It is, ultimately, their country and their lives at stake:
President Barack Obama and top U.S. military commanders are being pressed by senators and civilian advisers to more than double the size of Afghan security forces, a move that would cost billions of dollars.
In letters and face-to-face meetings, the lawmakers and the advisers have urged Obama, National Security Advisor Jim Jones and the new U.S. commander in Afghanistan to boost the Afghan National Army and police from current levels of 175,000 to at least 400,000.
“Any further postponement” of a decision to support a surge in Afghan forces will hamper U.S. efforts to quell an insurgency in its eighth year, Senators Joseph Lieberman, chairman of the Homeland Security Committee, and Carl Levin, chairman of the Armed Services Committee, wrote to the White House in a July 21 letter obtained by Bloomberg News.

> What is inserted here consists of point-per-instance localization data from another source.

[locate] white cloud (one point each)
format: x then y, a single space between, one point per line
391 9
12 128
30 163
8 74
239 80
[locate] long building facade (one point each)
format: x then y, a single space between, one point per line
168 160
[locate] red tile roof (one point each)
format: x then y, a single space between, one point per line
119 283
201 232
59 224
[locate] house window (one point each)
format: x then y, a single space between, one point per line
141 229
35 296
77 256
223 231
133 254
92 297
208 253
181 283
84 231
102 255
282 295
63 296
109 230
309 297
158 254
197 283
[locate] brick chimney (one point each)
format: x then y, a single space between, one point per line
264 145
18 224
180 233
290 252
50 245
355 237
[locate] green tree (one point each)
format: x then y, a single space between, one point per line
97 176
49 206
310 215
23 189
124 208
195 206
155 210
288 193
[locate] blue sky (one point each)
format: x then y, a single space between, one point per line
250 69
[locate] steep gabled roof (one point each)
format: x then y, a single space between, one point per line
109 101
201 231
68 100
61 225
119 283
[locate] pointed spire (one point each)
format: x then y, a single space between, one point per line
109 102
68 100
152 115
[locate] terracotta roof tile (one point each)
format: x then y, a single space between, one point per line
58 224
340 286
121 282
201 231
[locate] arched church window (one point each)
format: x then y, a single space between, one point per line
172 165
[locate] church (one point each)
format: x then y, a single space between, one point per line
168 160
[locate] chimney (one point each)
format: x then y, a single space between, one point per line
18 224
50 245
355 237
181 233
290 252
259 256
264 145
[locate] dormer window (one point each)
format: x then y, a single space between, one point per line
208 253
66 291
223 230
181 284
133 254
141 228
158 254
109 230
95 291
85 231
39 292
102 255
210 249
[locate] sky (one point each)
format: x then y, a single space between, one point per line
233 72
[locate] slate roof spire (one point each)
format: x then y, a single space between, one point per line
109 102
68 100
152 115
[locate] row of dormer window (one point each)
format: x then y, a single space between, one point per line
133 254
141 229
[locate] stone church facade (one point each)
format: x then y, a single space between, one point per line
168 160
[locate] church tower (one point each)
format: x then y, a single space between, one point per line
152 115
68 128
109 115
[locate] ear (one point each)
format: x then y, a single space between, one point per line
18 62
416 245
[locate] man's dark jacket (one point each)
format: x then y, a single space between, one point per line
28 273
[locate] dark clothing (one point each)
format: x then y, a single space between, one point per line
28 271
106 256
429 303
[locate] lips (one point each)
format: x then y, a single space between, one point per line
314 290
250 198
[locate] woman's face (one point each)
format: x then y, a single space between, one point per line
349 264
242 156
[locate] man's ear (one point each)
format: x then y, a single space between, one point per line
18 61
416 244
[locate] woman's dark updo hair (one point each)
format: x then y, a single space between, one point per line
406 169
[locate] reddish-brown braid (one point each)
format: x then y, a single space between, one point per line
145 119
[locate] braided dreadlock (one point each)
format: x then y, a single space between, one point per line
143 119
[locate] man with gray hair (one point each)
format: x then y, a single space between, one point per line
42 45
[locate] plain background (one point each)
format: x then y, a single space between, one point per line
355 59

General Stanley McChrystal, the new U.S. and NATO commander in Afghanistan, will recommend a speedier expansion of Afghan forces beyond current targets in an assessment he will give within a month to U.S. Defense Secretary Robert Gates and North Atlantic Treaty Organization Secretary General Anders Fogh Rasmussen, according to a senior military official familiar with the review.
No matter how good our troops are, they can’t win this campaign for the Afghans. Just as in Iraq, eventually the Afghans will have to step up in sufficient numbers to take the main burden of crushing the enemy. We should be doing everything we can to get more Afghans in the field against the Taliban/al Qaeda forces.